In diesem Augenblick mache ich gerade das, von dem ich ja sprechen wollte: ich lasse mich treiben und vergesse dabei ganz, was ich eigentlich wollte. Aber worüber wollte ich denn schreiben? Darüber, dass ich am Morgen ohne alltägliche Notwendigkeiten so sehr ungern danach gefragt werde, was ich heute denn vorhabe. Es geht mir dabei als Künstlerin um das Noch-Nicht, um eine sich noch nicht deutlich artikulierende Absicht in meinem Innern, die nicht irritiert werden will und Stille braucht, um sich zu finden, zu formen, um von mir wahrgenommen, gespürt, gehört zu werden und die dann evtl. nach Gestaltung ruft. Wenn diese Aufforderung nicht laut genug ist und sich nicht deutlich zeigt, bin ich leicht gereizt und ständig in Sorge, dass ich etwas überhöre, was mich zu einem künstlerischen Prozess anreizt oder gar auffordert, tätig zu werden. Ziehe ich mich dann grollend zurück, beginnt das ganze Phänomen sich gegen mich selbst zu richten. Dann entsinne ich mich an lange Schaffenskrisen von diversen Künstlern und auch daran, dass es Künstlern oft persönlich gar nicht, schon gar nicht immer, sogar eher selten „gut geht“…

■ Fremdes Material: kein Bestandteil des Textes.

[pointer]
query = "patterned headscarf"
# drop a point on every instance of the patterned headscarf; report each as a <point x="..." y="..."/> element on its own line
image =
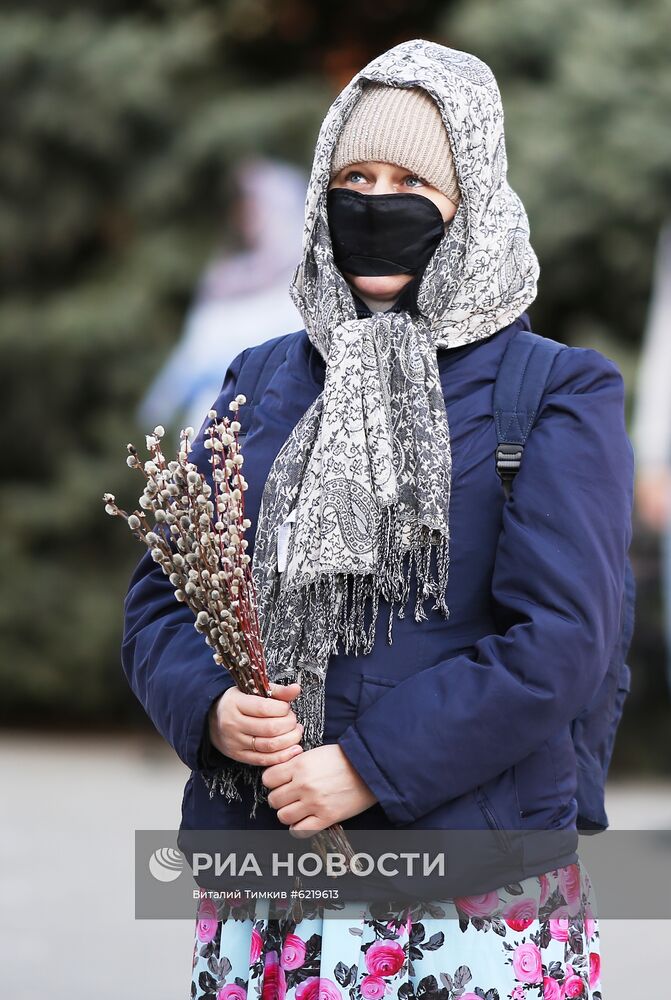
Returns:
<point x="359" y="493"/>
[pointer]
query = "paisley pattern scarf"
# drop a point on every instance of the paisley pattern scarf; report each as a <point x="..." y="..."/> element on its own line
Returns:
<point x="359" y="494"/>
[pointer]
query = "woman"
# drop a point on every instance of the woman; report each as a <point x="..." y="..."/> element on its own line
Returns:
<point x="416" y="273"/>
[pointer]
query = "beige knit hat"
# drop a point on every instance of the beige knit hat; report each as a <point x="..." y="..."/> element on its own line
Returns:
<point x="403" y="126"/>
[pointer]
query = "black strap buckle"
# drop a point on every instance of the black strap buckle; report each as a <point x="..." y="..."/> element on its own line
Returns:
<point x="508" y="459"/>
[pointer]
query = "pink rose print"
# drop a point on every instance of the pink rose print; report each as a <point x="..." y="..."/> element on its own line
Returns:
<point x="232" y="992"/>
<point x="569" y="883"/>
<point x="384" y="958"/>
<point x="478" y="906"/>
<point x="207" y="920"/>
<point x="559" y="929"/>
<point x="520" y="914"/>
<point x="544" y="883"/>
<point x="318" y="988"/>
<point x="551" y="989"/>
<point x="528" y="963"/>
<point x="594" y="969"/>
<point x="274" y="980"/>
<point x="256" y="945"/>
<point x="293" y="952"/>
<point x="573" y="986"/>
<point x="372" y="987"/>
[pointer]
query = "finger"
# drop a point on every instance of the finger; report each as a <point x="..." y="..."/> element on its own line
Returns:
<point x="307" y="827"/>
<point x="276" y="775"/>
<point x="267" y="728"/>
<point x="270" y="744"/>
<point x="268" y="760"/>
<point x="283" y="795"/>
<point x="293" y="813"/>
<point x="259" y="705"/>
<point x="288" y="692"/>
<point x="300" y="833"/>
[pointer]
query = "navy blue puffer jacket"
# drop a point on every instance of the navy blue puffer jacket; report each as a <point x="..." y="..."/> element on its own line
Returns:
<point x="464" y="723"/>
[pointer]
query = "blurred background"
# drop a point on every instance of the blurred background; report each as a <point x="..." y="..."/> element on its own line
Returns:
<point x="153" y="159"/>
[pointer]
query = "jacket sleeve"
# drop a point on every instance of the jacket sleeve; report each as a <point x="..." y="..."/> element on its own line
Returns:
<point x="557" y="589"/>
<point x="167" y="663"/>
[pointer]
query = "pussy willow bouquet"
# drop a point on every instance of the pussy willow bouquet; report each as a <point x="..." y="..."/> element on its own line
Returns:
<point x="198" y="539"/>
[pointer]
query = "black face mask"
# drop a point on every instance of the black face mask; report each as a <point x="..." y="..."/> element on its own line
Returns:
<point x="377" y="234"/>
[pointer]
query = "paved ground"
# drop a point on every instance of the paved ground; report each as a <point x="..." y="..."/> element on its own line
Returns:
<point x="70" y="809"/>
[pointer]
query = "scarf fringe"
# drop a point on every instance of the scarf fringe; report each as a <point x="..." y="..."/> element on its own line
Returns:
<point x="335" y="611"/>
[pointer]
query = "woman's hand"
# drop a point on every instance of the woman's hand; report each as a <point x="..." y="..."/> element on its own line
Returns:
<point x="320" y="787"/>
<point x="236" y="717"/>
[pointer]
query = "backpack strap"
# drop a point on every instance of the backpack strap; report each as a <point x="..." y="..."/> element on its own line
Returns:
<point x="520" y="384"/>
<point x="258" y="366"/>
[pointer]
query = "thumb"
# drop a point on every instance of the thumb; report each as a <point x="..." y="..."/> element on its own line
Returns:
<point x="287" y="692"/>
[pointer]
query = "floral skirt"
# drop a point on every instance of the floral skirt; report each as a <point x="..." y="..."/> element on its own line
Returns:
<point x="535" y="938"/>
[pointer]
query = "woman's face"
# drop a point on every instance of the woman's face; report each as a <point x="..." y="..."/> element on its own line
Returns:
<point x="371" y="177"/>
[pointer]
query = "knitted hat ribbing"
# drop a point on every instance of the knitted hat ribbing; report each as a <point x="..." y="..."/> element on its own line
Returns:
<point x="403" y="126"/>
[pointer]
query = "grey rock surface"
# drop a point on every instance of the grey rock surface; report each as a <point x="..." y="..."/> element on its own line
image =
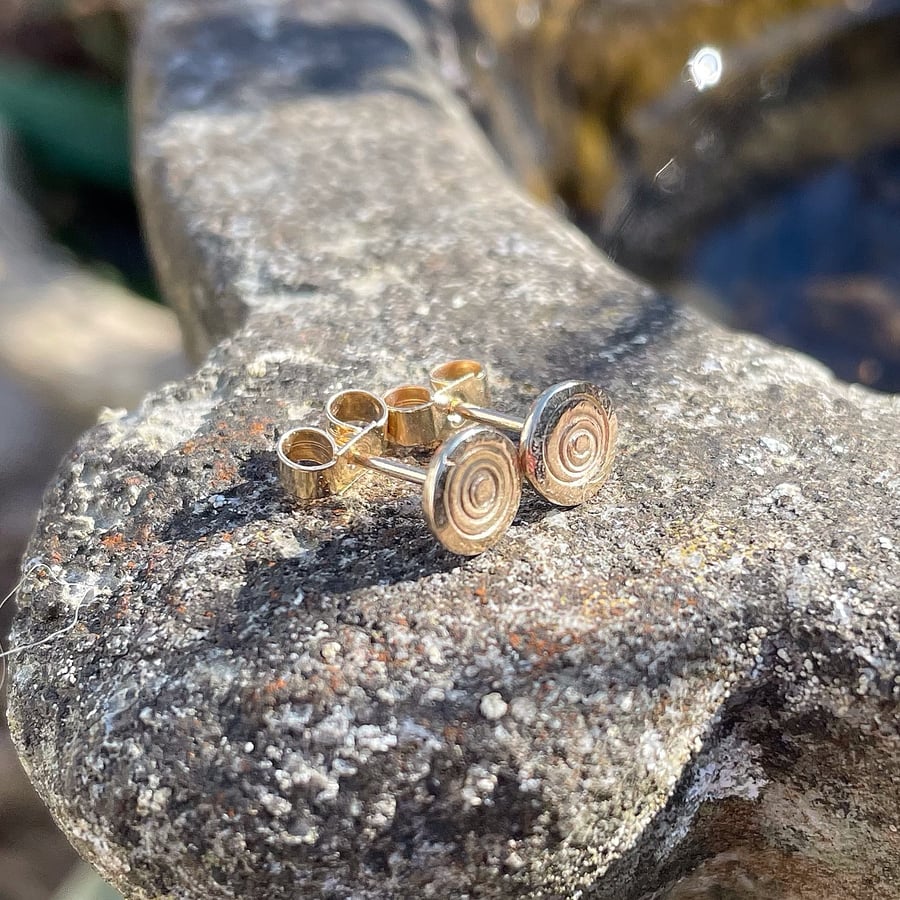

Also will ich verharren, sozusagen in der bewegungslosen Stille einer Art geistigen Verpuppung. Gleichwohl hellwach. 2006 malte ich Ninfa, die Puppe, 90x 110cm, Tempera, Öl auf Leinwand, ein Bild, das diesen Zustand darstellte. Ich hole es hervor und stelle es mir ins Atelier.
Mir kommt die Spanne dieser konzentrierten Ruhe dieses Mal lang, sehr lang vor. Es fühlt sich nahezu wie ein Verstummen an. Wohin wird diese Irritation mich führen? Dass Corona unendlich viele Künstler schwer belastet, wird immer deutlicher. Bisher habe ich mich innerlich geweigert, dieses Phänomen auf mich anzuwenden. Es ist doch schließlich an mir, dieses Noch-Nicht oder Nicht-mehr o.ä. auszuhalten, damit sich etwas Amorphes ungestört etablieren und entwickeln darf. Was auch immer. Andere für diesen labilen Schwebezustand verantwortlich zu machen, gehört in die Rubrik Projektion… Aber sind nicht große Kunstwerke immer auch zeitbezogen? Zweifel werden wach. Meine Hinwendung zu EKIW ist die einzige Möglichkeit, um aus der inneren Reaktion auf diese abscheuliche auf Angst gegründete Haltung unserer Regierungen und unserer Mitmenschen heraus zu finden und dann vielleicht doch wieder ein großes Bild auf Leinwand zu erarbeiten.